The work helps explain how a bacterial pathogen has evolved to cause disease and may open the door to breeding tomato varieties resistant to speck disease, which has costly implications for tomato crops throughout the U.S.
The research — conducted at the Boyce Thompson Institute for Plant Science (BTI) in conjunction with scientists at Tsinghua University in Beijing — was published in the December issue of the journal Cell Host & Microbe.
“Our work presents clear evidence of a molecular arms race or coevolution between a host plant and a pathogen,” said Greg Martin, a scientist at BTI and lead author of the paper.
The paper describes the crystal structure of AvrPtoB – a protein injected into plant cells by Pseudomonas syringaethat interferes with the plant immune response and allows the bacteria to multiply. The paper also provides an understanding of how AvrPtoB binds and interferes with the plant protein BAK1, which acts with immune receptors to activate plant defenses.

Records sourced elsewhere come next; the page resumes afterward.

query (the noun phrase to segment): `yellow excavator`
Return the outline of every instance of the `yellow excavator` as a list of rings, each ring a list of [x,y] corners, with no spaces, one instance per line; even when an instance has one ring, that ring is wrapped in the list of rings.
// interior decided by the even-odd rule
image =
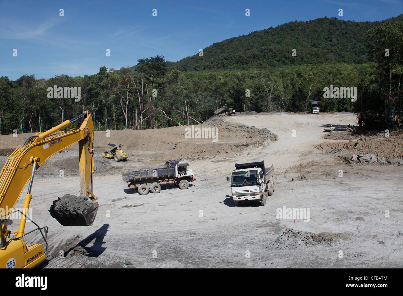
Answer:
[[[80,118],[82,121],[79,128],[62,130]],[[80,197],[66,195],[59,197],[53,202],[49,211],[51,215],[62,225],[92,224],[98,206],[98,203],[93,201],[98,198],[92,193],[93,139],[93,124],[91,114],[85,111],[48,130],[30,137],[10,155],[0,174],[0,268],[33,268],[45,260],[45,253],[48,249],[48,227],[40,227],[28,216],[34,175],[38,168],[50,157],[77,142],[79,153]],[[28,192],[25,195],[23,207],[21,210],[15,209],[28,181]],[[21,216],[19,226],[18,230],[12,234],[7,227],[12,224],[10,218],[16,214]],[[26,233],[27,219],[31,221],[36,228]],[[25,236],[37,231],[45,241],[45,250],[41,244],[26,243],[23,240]]]

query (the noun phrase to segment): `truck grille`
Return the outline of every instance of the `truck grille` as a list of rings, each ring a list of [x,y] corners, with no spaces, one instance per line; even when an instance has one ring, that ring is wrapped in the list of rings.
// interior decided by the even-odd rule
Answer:
[[[246,190],[235,190],[235,193],[247,193],[249,192],[257,192],[257,189],[247,189]]]

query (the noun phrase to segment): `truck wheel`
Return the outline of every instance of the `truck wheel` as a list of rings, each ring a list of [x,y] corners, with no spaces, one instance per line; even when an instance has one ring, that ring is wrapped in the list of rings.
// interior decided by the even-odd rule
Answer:
[[[144,184],[140,185],[137,190],[139,190],[139,193],[142,195],[144,195],[148,193],[148,187]]]
[[[270,188],[269,188],[268,190],[267,190],[267,192],[269,194],[269,195],[273,195],[273,184],[272,182],[270,182]]]
[[[153,183],[150,186],[150,191],[153,193],[158,193],[161,191],[161,185],[158,183]]]
[[[179,182],[179,188],[181,189],[185,189],[189,187],[189,182],[186,180],[181,180]]]
[[[266,204],[266,201],[267,200],[267,191],[265,191],[263,194],[263,198],[260,200],[260,204],[264,205]]]

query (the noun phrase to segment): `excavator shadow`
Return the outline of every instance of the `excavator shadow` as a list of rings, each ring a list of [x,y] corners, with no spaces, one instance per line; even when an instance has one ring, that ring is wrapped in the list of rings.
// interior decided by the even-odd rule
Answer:
[[[96,230],[95,232],[87,236],[74,246],[71,248],[66,254],[69,254],[69,252],[76,247],[81,246],[88,253],[88,257],[98,257],[106,248],[102,246],[105,242],[104,241],[104,238],[106,235],[109,227],[109,224],[104,224],[99,229]],[[93,241],[94,241],[93,244],[91,246],[89,246],[88,245]]]

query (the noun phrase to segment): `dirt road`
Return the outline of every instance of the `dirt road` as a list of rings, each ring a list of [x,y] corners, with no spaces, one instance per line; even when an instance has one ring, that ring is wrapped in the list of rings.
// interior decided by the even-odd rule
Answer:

Some tomato varieties are able to resist infection by Pseudomonas syringae because they express proteins, Fen and Pto, that detect AvrPtoB and mount a defense.
The structures characterized in Martin’s research revealed that two domains of AvrPtoB have a structural similarity, suggesting they arose from an ancestral avrPtoB gene. The paper also identifies part ofBAK1 that is structurally similar to the defense protein Pto.
Martin’s research is supported by the National Institutes of Health and the National Science Foundation.